O próprio Machado de Assis, que dá nome ao prêmio, escreveu contos que seriam desclassificados. Em Teoria do Medalhão, por exemplo, um pai ensina a seu filho a arte de ser esperto para “se dar bem” na v ida, desrespeitando valores morais para alcançar certo prestígio na sociedade. Já em O Enfermeiro, lemos a história de Procópio, incumbido de cuidar do coronel Felisberto, um velho doente que o atormenta o tempo todo. Perdendo a paciência, acaba estrangulando seu patrão. Num primeiro momento, sua consciência pesa, ainda mais depois de saber que o velho lhe deixara uma fortuna. O sentimento de culpa, porém, vai desaparecendo com o tempo, à medida em que desfruta da herança: “... a verdade é que ele devia morrer, ainda que não fosse aquela fatalidade”. Não há lições morais nesses contos, mas sim, a partir da fina ironia machadiana, um retrato fiel do caráter, ou melhor, a falta de caráter do ser humano. Eles não promovem o bem-estar e sim um mal-estar desgraçado ao nos darmos conta de que a espécie humana é assim. Nós somos assim.
É a estética e não a ética o que se busca na elaboração de um texto literário. O termo “estética” vem do grego e significa “sensação, perceber pelos sentidos”. Está relacionado ao que é ou não é belo nas artes. Já a palavra “ética”, do grego, etimologicamente é sinônimo de “moral”, que vem do latim, e ambas significam “costume, caráter”. Pois é o efeito estético que o artista literário persegue em primeiro lugar. A elaboração das palavras em busca de novos sentidos e que provoquem sensações no leitor. As questões éticas vêm como conteúdo, para serem discutidas, debatidas, mas não impostas.
A literatura é uma forma de arte e, como tal, trata de todas as questões humanas, sem julgamento, porém, de quem escreve. Pelo menos o escritor e seu narrador não o fazem (no máximo sugerem valores), salvo um narrador em primeira pessoa ou um intruso, como o do Machado de Assis, que inclusive julga o próprio leitor. É este, aliás, quem interpreta e pode julgar as ações das personagens, a partir de seu conhecimento de mundo, sua cultura e ideologia. O que é moral para mim, pode não ser moral para outro. Logo, que valores morais devem ser promovidos?
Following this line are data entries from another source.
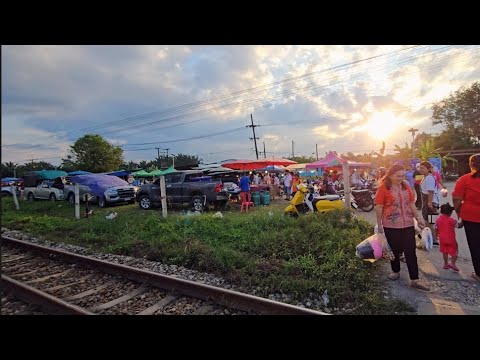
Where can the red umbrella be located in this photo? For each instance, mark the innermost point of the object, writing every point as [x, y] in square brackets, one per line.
[242, 165]
[275, 161]
[257, 164]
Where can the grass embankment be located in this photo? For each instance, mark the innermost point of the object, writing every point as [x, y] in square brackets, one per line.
[264, 248]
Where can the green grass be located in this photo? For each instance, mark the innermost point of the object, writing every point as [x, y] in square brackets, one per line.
[264, 248]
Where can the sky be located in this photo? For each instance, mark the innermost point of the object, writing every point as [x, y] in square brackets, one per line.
[199, 99]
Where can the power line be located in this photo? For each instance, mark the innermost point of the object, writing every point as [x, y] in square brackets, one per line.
[202, 102]
[309, 87]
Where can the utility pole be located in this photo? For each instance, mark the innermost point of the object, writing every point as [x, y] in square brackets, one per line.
[413, 131]
[254, 137]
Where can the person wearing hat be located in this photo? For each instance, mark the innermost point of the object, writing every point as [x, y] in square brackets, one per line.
[466, 200]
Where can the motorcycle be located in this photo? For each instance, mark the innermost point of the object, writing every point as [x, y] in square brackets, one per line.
[306, 200]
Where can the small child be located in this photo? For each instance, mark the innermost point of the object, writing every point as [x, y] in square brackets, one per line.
[445, 227]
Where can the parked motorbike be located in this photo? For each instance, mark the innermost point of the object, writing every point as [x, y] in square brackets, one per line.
[306, 200]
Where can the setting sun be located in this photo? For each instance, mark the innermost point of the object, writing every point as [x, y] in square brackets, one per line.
[382, 125]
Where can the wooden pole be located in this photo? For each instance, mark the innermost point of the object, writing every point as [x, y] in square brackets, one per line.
[77, 201]
[346, 184]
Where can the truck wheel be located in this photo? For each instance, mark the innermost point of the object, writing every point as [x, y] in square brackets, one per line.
[102, 202]
[197, 203]
[144, 202]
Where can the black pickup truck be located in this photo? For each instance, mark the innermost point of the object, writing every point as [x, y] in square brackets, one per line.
[188, 186]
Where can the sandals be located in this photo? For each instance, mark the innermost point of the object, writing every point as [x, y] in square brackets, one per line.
[394, 276]
[453, 267]
[418, 285]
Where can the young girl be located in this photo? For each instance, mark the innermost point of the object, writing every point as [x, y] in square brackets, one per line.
[445, 227]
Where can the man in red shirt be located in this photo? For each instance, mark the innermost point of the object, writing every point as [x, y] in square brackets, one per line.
[466, 200]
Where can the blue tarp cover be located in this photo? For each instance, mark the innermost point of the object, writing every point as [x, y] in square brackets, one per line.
[51, 174]
[78, 172]
[98, 183]
[119, 173]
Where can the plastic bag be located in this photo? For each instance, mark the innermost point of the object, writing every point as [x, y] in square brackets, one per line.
[427, 238]
[444, 192]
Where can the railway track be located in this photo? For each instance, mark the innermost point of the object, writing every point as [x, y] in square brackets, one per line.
[60, 282]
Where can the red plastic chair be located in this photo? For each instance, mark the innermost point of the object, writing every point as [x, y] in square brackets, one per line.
[246, 201]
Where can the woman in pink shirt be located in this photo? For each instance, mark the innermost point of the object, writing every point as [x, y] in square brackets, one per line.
[445, 227]
[395, 208]
[466, 200]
O bom leitor não confunde o narrador ou eu lírico da poesia com o escritor de carne e osso. Muito menos as personagens. Todos esses elementos são criados pelo escritor para expressar algo que não seja exatamente o que ele pensa. Acontece que o leitor pode interpretar que o escritor, ao criar uma personagem imoral, ainda mais se for protagonista, estaria difundindo o seu próprio conceito certo de valor e, ao se identificar com seu herói de papel, acabe seguindo os seus passos. O caso emblemático é do romance Os Sofrimentos do Jovem Werther, de Goethe, que gerou uma série de suicídios na Europa do século 18. É essa a preocupação dos organizadores do concurso?
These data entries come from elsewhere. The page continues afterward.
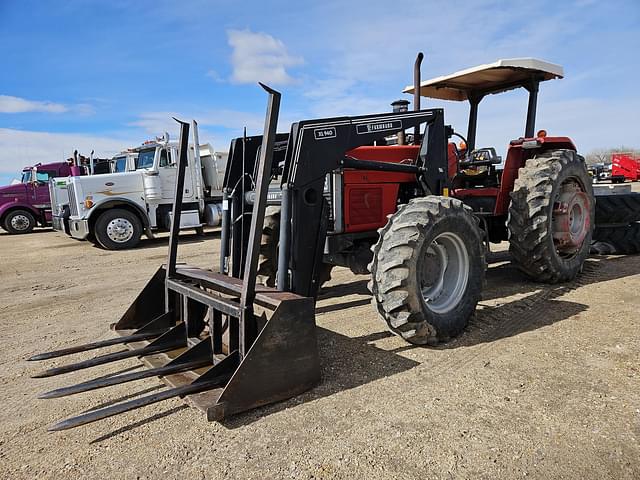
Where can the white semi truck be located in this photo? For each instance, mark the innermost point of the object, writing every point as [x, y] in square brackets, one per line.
[116, 209]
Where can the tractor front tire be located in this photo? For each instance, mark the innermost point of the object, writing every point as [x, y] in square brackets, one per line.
[118, 229]
[19, 221]
[428, 269]
[623, 240]
[551, 216]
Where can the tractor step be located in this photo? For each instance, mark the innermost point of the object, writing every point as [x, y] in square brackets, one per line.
[223, 343]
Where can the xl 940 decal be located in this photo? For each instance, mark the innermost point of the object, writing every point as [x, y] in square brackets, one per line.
[326, 132]
[391, 125]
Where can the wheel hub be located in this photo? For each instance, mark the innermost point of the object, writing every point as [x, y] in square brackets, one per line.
[445, 273]
[571, 218]
[120, 230]
[20, 222]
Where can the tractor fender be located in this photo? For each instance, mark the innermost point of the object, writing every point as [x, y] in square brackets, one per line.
[121, 202]
[18, 205]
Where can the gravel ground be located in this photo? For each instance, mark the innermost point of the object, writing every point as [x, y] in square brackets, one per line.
[545, 382]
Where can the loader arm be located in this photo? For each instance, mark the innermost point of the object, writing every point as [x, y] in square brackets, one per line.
[318, 147]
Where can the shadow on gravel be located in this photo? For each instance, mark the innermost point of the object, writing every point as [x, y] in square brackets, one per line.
[137, 424]
[184, 238]
[33, 232]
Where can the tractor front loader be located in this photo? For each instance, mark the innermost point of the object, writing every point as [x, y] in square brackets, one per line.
[386, 193]
[216, 339]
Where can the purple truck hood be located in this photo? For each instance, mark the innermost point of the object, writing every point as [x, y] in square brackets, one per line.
[17, 189]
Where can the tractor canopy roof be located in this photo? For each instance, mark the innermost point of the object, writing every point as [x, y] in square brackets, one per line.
[496, 77]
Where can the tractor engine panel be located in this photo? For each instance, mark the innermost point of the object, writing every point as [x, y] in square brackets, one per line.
[370, 195]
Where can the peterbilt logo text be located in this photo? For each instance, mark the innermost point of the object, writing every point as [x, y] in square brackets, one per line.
[323, 133]
[379, 127]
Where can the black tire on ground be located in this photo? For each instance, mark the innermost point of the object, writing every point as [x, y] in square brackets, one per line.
[617, 209]
[118, 229]
[553, 190]
[19, 221]
[431, 246]
[623, 240]
[268, 258]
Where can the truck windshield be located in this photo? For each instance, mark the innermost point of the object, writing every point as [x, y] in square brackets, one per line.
[145, 159]
[120, 164]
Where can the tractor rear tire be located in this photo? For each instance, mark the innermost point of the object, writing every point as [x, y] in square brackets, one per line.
[428, 269]
[268, 258]
[551, 216]
[623, 240]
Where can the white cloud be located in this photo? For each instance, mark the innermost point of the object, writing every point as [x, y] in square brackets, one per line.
[9, 104]
[259, 57]
[20, 148]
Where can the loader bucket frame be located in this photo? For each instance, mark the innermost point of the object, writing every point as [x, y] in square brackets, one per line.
[216, 340]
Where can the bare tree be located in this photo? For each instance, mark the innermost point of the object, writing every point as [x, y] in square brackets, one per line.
[603, 155]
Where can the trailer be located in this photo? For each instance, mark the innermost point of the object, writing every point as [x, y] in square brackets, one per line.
[624, 166]
[116, 209]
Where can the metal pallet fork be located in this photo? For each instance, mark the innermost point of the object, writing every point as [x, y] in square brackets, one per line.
[215, 340]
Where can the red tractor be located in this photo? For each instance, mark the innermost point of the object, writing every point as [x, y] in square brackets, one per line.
[349, 191]
[624, 167]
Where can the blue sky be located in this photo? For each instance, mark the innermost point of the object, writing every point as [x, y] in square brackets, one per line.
[109, 74]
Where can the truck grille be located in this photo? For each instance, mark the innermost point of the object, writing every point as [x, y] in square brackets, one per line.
[73, 203]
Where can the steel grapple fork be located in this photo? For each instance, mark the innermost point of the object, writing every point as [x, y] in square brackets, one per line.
[212, 338]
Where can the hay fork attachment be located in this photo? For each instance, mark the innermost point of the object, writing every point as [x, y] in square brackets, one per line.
[216, 340]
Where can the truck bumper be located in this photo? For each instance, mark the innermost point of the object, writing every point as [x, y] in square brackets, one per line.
[79, 228]
[58, 224]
Este caso não é isolado. Editais para bolsas de criação literária possuem regras parecidas. Da mesma forma, a avaliação da redação do Enem, ao propor zerar a nota do aluno cuja dissertação não respeite os direitos humanos – mesmo que ele escreva um ótimo texto, bem articulado, com vocabulário e argumentos consistentes –, também restringe o livre pensamento, afinal o conceito do que seja direitos humanos é muito polêmico no Brasil. Como a dissertação expressa claramente o que o autor pensa, é uma regra que ainda se pode discutir. A literatura, porém, não merece sofrer cerceamentos desta ordem. Devemos deixa-la livre para promover náusea, horror, repugnância, mal-estar. Bem-estar apenas lembra o nome de um programa de televisão.